Fig. 6. Stability of multiplexed neural probes in rat CSF.

(A) Transfer curves of dopamine sensors before and after incubating in rat CSF for 24, 48, 72, and 96 hours at room temperature. V_ds = 200 mV. (B) Real-time responses of the multiplexed neural probes to various concentrations of dopamine in aCSF before and after incubating in rat CSF solution for 96 hours at room temperature. V_ds = 100 mV; V_G = 0 mV. (C) Comparison of the sensor response for monitoring dopamine before and after incubating in rat CSF solution at room temperature for 96 hours. (D) Transfer curves of serotonins sensors before and after incubating in rat CSF for 24, 48, 72, and 96 hours at room temperature. V_ds = 200 mV. (E) Real-time responses of the multiplexed neural probes to various concentrations of serotonin in aCSF before and after incubating in rat CSF solution for 96 hours at room temperature. V_ds = 100 mV; V_G = 0 mV. (F) Comparison of the sensor response for monitoring serotonin before and after the incubation in rat CSF solution for 96 hours at room temperature. For C and F, n = 3, *P < 0.05. All data are represented as means ±SD. The statistical significance of differences between mean values was determined using Student’s t tests for two independent means with one-tailed hypothesis. ns indicates that the difference of the means is not significant at the 0.05 level.

Ex vivo studies in harvested mice brain tissue

Encouraged by the capability of multiplexed neural probes for simultaneously monitoring dopamine and serotonin after incubating in rat CSF, we finally evaluated the sensing performance of aptamer functionalized G-FET dopamine and serotonin sensors in ex vivo brain tissues harvested from Wild-type C57BL/6J mice. Figures 7A and B show the schematic illustration and optical image of the measurement setup where a multiplexed neural probe is implanted into the mouse’s brain tissue and an Ag/AgCl electrode is used as a gate channel. It should be noted that bioresorbable or removable implantation shuttles are typically used for the precise implantation of soft neural probes into targeted brain regions⁸⁰. For those ex vivo studies in harvested mice brain tissues, we do not have a concern about brain damage and associated immune responses. Therefore, we fabricated aptamer-gFET sensors on a relatively thick PI substrate (76 μm thick) to avoid the need for implantation shuttles or tungsten stiffeners for precise probe implantation.

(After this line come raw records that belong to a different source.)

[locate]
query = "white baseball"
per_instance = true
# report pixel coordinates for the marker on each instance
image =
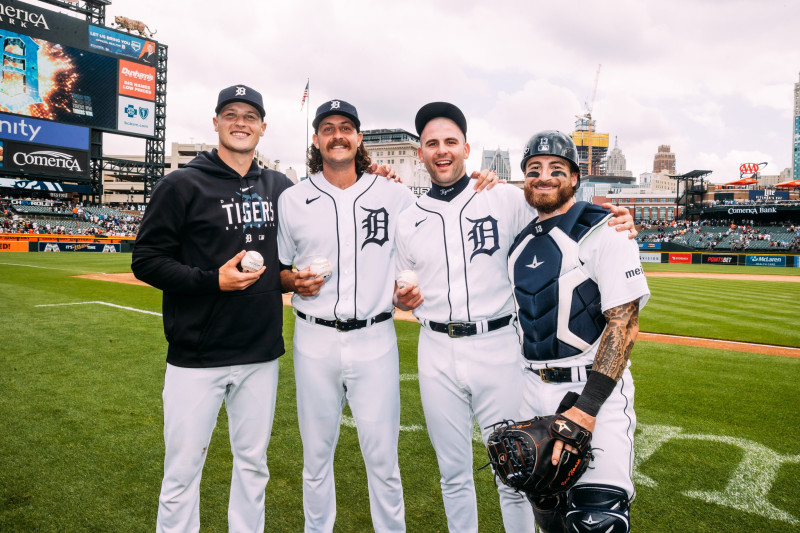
(407, 277)
(252, 261)
(321, 267)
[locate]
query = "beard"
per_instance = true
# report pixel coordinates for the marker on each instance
(549, 202)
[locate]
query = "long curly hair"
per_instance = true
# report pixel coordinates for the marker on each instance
(314, 159)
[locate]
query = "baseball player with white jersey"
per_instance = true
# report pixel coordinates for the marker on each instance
(457, 243)
(469, 363)
(345, 348)
(578, 288)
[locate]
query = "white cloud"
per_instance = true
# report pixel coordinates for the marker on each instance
(714, 80)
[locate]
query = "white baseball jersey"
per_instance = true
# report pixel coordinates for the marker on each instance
(354, 229)
(459, 251)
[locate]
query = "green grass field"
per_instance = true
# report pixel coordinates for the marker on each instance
(81, 444)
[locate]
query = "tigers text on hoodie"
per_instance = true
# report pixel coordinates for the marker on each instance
(198, 218)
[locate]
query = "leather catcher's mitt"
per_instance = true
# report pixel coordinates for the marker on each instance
(520, 454)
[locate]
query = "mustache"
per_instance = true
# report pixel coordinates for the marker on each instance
(334, 142)
(546, 183)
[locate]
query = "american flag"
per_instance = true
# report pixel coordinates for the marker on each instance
(305, 95)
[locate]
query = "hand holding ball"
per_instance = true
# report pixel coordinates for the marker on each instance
(321, 267)
(252, 261)
(406, 278)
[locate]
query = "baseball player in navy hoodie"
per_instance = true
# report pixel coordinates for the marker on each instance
(223, 325)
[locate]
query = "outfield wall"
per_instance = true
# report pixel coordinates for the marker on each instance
(719, 258)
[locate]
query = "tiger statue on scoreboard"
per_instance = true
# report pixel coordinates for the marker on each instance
(132, 25)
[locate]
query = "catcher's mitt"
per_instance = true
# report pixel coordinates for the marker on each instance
(521, 453)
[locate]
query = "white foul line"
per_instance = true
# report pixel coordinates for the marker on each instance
(103, 303)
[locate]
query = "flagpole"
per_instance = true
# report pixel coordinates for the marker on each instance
(305, 144)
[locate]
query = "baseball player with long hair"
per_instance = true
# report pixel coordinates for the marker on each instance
(578, 288)
(345, 347)
(469, 359)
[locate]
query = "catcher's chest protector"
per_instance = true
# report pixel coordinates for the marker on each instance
(558, 305)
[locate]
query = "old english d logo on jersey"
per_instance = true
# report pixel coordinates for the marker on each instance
(377, 225)
(483, 236)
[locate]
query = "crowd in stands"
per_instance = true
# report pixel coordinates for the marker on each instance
(68, 218)
(724, 235)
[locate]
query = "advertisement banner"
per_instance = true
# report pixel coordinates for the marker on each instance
(719, 259)
(47, 80)
(56, 189)
(137, 80)
(100, 247)
(768, 195)
(121, 44)
(32, 159)
(13, 246)
(765, 260)
(680, 258)
(30, 130)
(649, 245)
(136, 116)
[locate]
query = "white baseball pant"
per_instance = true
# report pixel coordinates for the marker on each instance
(359, 367)
(612, 439)
(192, 399)
(461, 380)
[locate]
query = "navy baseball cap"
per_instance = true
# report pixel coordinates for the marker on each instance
(240, 93)
(434, 110)
(336, 107)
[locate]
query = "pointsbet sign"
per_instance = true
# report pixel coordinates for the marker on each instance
(765, 260)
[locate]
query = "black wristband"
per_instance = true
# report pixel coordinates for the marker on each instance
(597, 390)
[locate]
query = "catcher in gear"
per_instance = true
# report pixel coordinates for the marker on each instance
(578, 289)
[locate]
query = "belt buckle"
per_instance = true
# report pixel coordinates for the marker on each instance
(451, 329)
(345, 325)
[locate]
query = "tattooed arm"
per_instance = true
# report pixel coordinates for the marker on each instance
(610, 362)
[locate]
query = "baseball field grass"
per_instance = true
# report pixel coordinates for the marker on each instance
(81, 445)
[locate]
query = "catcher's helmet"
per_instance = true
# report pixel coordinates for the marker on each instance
(552, 142)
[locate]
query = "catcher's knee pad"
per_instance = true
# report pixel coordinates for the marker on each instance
(549, 512)
(598, 508)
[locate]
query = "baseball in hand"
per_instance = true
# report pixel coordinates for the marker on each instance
(406, 277)
(252, 261)
(321, 267)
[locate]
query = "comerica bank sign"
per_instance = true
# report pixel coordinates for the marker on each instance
(47, 159)
(29, 158)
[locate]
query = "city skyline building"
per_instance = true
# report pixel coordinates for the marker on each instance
(398, 148)
(592, 146)
(499, 161)
(664, 160)
(120, 188)
(617, 164)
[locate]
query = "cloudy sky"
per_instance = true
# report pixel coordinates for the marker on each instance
(714, 79)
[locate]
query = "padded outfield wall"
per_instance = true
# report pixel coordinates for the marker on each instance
(647, 254)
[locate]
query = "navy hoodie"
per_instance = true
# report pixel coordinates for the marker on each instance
(198, 218)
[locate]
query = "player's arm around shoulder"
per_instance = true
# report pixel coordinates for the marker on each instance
(622, 220)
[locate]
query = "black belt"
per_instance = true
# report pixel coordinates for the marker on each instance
(467, 329)
(345, 325)
(560, 375)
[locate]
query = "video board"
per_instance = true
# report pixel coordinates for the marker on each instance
(62, 76)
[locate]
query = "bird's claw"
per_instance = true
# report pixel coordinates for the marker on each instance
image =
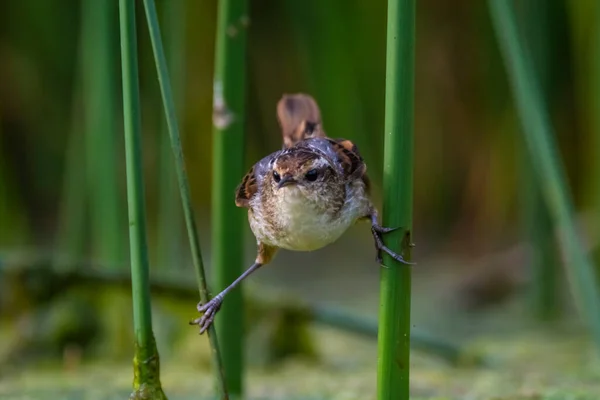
(209, 311)
(377, 231)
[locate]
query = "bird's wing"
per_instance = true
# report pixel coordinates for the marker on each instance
(343, 153)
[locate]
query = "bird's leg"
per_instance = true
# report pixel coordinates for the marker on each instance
(378, 231)
(210, 309)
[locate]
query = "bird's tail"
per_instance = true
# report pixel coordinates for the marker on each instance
(299, 117)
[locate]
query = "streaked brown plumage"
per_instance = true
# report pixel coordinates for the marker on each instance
(304, 196)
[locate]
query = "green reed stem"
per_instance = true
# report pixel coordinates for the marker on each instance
(99, 99)
(71, 228)
(146, 382)
(537, 222)
(594, 185)
(184, 187)
(71, 237)
(394, 312)
(228, 168)
(170, 214)
(546, 161)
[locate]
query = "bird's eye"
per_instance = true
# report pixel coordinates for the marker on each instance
(312, 175)
(276, 176)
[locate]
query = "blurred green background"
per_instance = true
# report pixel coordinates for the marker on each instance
(473, 189)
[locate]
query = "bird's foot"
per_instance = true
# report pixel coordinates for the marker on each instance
(210, 310)
(378, 231)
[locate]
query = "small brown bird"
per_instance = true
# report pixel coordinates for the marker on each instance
(304, 196)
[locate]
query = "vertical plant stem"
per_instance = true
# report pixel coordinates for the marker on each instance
(537, 224)
(228, 168)
(394, 311)
(184, 188)
(146, 382)
(594, 185)
(169, 214)
(71, 235)
(99, 97)
(546, 161)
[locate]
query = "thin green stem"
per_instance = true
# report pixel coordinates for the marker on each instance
(394, 313)
(184, 187)
(146, 361)
(170, 214)
(537, 223)
(228, 168)
(99, 96)
(71, 233)
(546, 161)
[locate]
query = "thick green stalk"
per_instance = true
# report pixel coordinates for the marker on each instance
(169, 214)
(394, 312)
(99, 98)
(546, 161)
(184, 187)
(537, 224)
(228, 169)
(146, 382)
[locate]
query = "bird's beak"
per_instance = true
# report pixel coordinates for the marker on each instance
(286, 180)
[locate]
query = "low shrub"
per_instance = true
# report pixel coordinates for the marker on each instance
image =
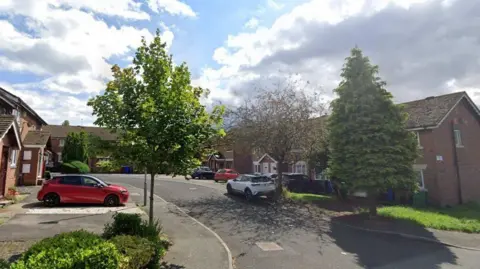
(78, 249)
(132, 224)
(137, 252)
(74, 167)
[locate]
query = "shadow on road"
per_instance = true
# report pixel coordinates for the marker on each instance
(261, 219)
(407, 253)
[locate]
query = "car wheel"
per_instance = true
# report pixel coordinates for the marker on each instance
(51, 199)
(111, 200)
(248, 195)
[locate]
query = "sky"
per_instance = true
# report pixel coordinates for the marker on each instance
(56, 54)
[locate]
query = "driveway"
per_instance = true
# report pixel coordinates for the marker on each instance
(263, 236)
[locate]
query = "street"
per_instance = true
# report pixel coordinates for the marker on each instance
(302, 239)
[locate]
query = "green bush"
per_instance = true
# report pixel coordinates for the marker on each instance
(132, 224)
(4, 264)
(74, 167)
(137, 252)
(78, 249)
(107, 166)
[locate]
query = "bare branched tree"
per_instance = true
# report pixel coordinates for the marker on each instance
(277, 119)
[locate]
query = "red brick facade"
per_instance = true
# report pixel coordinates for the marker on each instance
(440, 154)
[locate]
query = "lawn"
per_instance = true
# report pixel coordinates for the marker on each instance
(307, 197)
(464, 218)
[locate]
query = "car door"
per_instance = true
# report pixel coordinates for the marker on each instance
(238, 184)
(220, 175)
(91, 191)
(68, 188)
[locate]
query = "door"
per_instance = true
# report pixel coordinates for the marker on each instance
(238, 184)
(69, 188)
(3, 170)
(90, 192)
(265, 168)
(220, 175)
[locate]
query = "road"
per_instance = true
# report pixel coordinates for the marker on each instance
(306, 239)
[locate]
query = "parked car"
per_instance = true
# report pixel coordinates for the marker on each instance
(203, 172)
(225, 175)
(251, 186)
(81, 189)
(302, 183)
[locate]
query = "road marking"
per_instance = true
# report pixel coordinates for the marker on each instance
(268, 246)
(229, 253)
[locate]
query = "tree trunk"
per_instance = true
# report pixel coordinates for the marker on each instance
(372, 205)
(152, 185)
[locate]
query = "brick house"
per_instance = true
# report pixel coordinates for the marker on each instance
(18, 120)
(59, 134)
(448, 132)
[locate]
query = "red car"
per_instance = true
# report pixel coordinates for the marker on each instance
(81, 189)
(225, 175)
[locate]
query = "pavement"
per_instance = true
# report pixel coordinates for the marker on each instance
(194, 246)
(264, 236)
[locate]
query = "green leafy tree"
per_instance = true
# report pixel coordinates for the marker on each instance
(156, 113)
(371, 150)
(76, 147)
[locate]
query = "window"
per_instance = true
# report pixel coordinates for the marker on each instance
(420, 179)
(417, 134)
(90, 182)
(27, 155)
(13, 160)
(16, 113)
(25, 168)
(458, 138)
(71, 180)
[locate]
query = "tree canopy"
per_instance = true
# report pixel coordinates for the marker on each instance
(371, 150)
(157, 113)
(76, 147)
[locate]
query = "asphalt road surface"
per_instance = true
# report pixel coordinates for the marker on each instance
(306, 239)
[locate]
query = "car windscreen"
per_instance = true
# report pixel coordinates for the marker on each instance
(260, 179)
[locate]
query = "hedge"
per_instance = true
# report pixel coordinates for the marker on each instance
(78, 249)
(74, 167)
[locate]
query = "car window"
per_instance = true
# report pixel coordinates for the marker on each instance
(71, 180)
(90, 182)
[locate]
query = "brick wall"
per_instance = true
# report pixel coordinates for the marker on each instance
(440, 177)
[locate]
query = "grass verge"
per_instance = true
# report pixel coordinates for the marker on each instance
(463, 218)
(307, 197)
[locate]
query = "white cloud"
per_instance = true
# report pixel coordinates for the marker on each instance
(252, 23)
(174, 7)
(273, 4)
(247, 57)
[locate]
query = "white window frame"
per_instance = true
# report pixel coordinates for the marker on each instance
(26, 167)
(422, 186)
(417, 134)
(458, 138)
(27, 155)
(13, 158)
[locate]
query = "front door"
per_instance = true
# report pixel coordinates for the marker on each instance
(3, 170)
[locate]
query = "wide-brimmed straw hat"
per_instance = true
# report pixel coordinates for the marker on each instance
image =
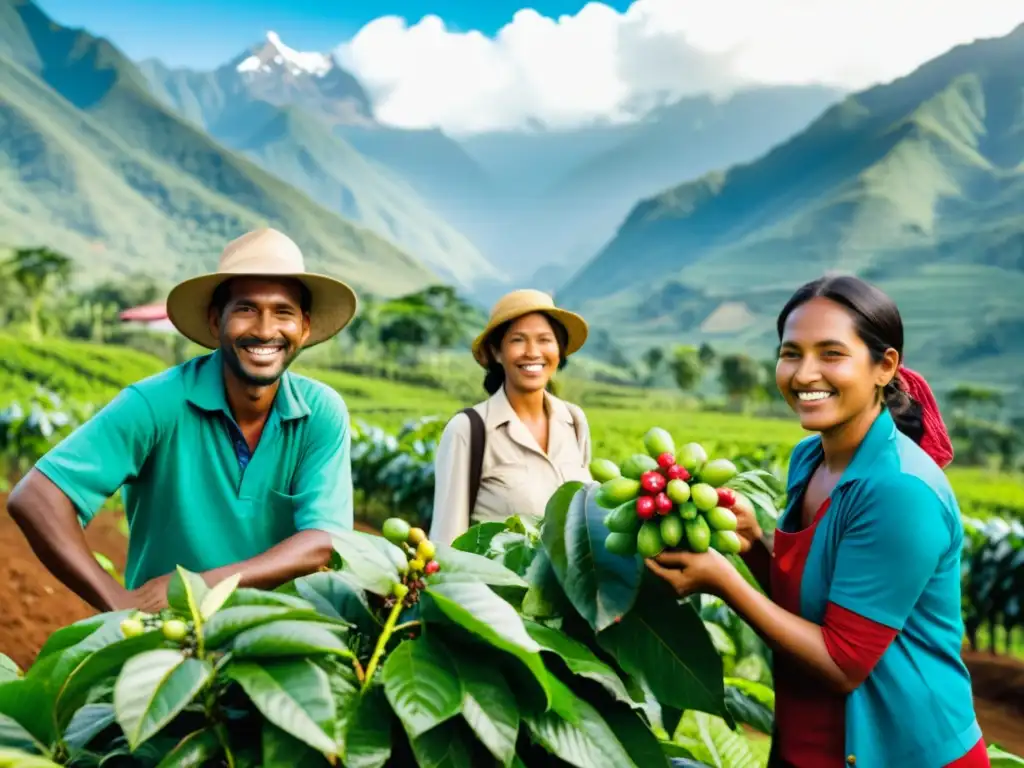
(262, 253)
(519, 303)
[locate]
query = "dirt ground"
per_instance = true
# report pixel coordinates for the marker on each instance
(33, 604)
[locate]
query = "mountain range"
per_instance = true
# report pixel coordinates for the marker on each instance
(690, 223)
(92, 163)
(916, 184)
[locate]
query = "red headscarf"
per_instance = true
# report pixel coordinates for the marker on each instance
(936, 441)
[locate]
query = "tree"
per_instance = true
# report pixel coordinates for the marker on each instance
(686, 368)
(739, 376)
(708, 354)
(38, 271)
(652, 359)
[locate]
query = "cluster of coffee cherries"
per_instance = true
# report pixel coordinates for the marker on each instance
(419, 560)
(172, 628)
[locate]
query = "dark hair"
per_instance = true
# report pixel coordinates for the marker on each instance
(222, 294)
(879, 325)
(495, 378)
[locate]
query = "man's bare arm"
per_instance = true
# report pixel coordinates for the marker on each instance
(47, 518)
(299, 555)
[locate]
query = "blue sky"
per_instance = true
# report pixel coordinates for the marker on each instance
(204, 34)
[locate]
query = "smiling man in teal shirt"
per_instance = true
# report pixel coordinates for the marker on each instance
(228, 463)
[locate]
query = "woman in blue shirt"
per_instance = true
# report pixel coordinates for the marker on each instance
(864, 614)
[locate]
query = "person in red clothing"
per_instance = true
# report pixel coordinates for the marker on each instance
(863, 568)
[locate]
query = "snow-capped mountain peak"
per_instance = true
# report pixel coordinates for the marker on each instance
(273, 54)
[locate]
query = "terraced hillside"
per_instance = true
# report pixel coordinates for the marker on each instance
(916, 184)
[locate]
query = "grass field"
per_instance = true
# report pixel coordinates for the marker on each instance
(619, 415)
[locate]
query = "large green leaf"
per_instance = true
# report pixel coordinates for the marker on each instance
(488, 707)
(8, 670)
(457, 565)
(195, 751)
(293, 694)
(226, 624)
(29, 700)
(14, 735)
(580, 659)
(553, 531)
(185, 593)
(217, 596)
(153, 688)
(422, 685)
(545, 598)
(477, 609)
(666, 644)
(1001, 759)
(477, 538)
(109, 633)
(15, 759)
(720, 639)
(74, 634)
(633, 733)
(250, 596)
(366, 563)
(750, 702)
(449, 745)
(602, 587)
(288, 638)
(335, 595)
(368, 738)
(513, 550)
(97, 668)
(713, 742)
(282, 750)
(576, 733)
(88, 722)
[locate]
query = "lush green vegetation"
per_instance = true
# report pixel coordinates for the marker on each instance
(912, 184)
(150, 187)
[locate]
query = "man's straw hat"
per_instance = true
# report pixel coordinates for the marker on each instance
(519, 303)
(262, 253)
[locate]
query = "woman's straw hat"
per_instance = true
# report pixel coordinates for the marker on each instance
(263, 253)
(519, 303)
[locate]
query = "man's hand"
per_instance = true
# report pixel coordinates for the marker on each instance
(151, 597)
(689, 572)
(49, 522)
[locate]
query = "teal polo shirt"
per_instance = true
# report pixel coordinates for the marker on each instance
(889, 549)
(193, 494)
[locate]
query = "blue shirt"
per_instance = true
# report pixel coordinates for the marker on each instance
(194, 493)
(889, 549)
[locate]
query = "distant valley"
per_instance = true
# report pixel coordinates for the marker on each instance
(691, 223)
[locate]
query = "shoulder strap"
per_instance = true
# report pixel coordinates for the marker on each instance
(477, 437)
(577, 423)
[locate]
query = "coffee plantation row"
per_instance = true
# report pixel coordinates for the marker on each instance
(393, 474)
(514, 647)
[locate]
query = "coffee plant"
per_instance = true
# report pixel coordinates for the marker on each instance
(992, 579)
(539, 652)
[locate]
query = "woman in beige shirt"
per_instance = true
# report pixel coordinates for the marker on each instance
(534, 441)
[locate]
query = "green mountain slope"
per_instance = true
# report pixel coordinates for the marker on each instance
(91, 163)
(566, 221)
(407, 185)
(916, 184)
(301, 150)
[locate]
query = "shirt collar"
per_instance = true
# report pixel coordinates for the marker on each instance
(205, 389)
(879, 437)
(500, 411)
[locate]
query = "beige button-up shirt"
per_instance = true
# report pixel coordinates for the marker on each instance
(517, 478)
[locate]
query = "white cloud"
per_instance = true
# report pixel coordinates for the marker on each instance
(597, 64)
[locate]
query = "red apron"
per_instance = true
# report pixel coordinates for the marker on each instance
(810, 720)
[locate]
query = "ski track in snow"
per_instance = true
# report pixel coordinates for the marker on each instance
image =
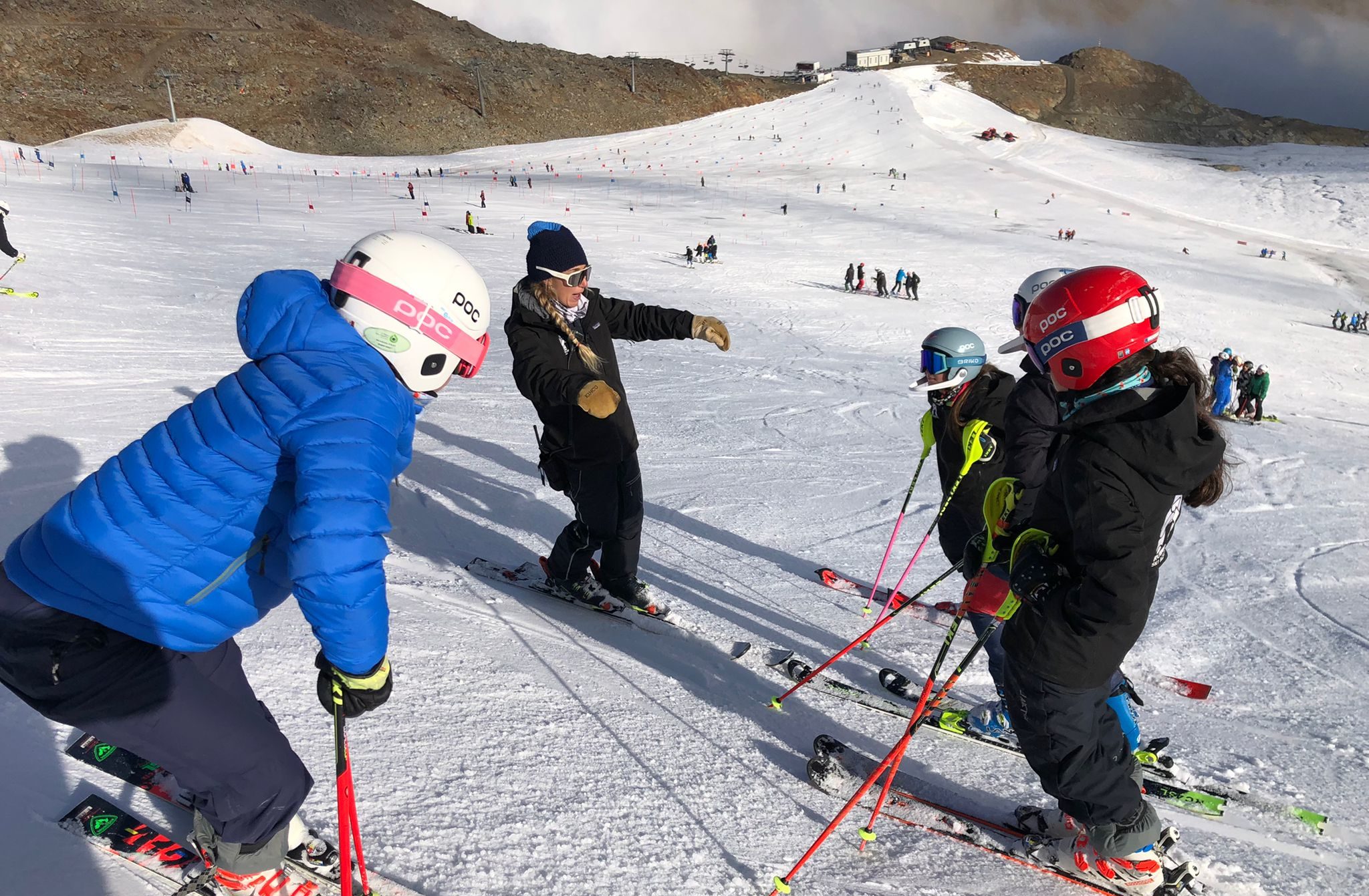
(534, 747)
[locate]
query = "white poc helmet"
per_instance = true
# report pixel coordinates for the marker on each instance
(419, 303)
(1025, 295)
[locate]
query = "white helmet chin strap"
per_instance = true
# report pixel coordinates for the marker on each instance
(955, 381)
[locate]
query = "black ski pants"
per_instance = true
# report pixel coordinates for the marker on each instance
(608, 517)
(1076, 747)
(193, 713)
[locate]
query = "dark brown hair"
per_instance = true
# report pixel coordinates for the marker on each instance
(1180, 368)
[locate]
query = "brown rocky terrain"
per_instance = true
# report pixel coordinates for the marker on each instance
(1108, 94)
(351, 77)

Fig. 7. Ex vivo studies in harvested mice brain tissue.

(A) Schematic illustration and (B) optical image of a multiplexed neural probe implanted into a harvested mouse brain tissue for monitoring dopamine and serotonin. Real-time response of a multiplexed neural probe implanted in the harvested mouse brain tissue upon the injection of (C) dopamine solution (10 μM in aCSF, 2 μL) and (D) serotonin solution (100 nM in aCSF, 2 μL). V_ds = 100 mV; V_G = 0 mV. Continuous monitoring of transfer curves of the neural probe implanted in the harvested mouse brain tissue when injecting (E) dopamine solution (10 μM in aCSF, 2 μL) and (F) serotonin solution (100 nM in aCSF, 2 μL). V_ds = 200 mV. Source-drain current response at V_G=0 mV for (G) dopamine and (H) serotonin sensor.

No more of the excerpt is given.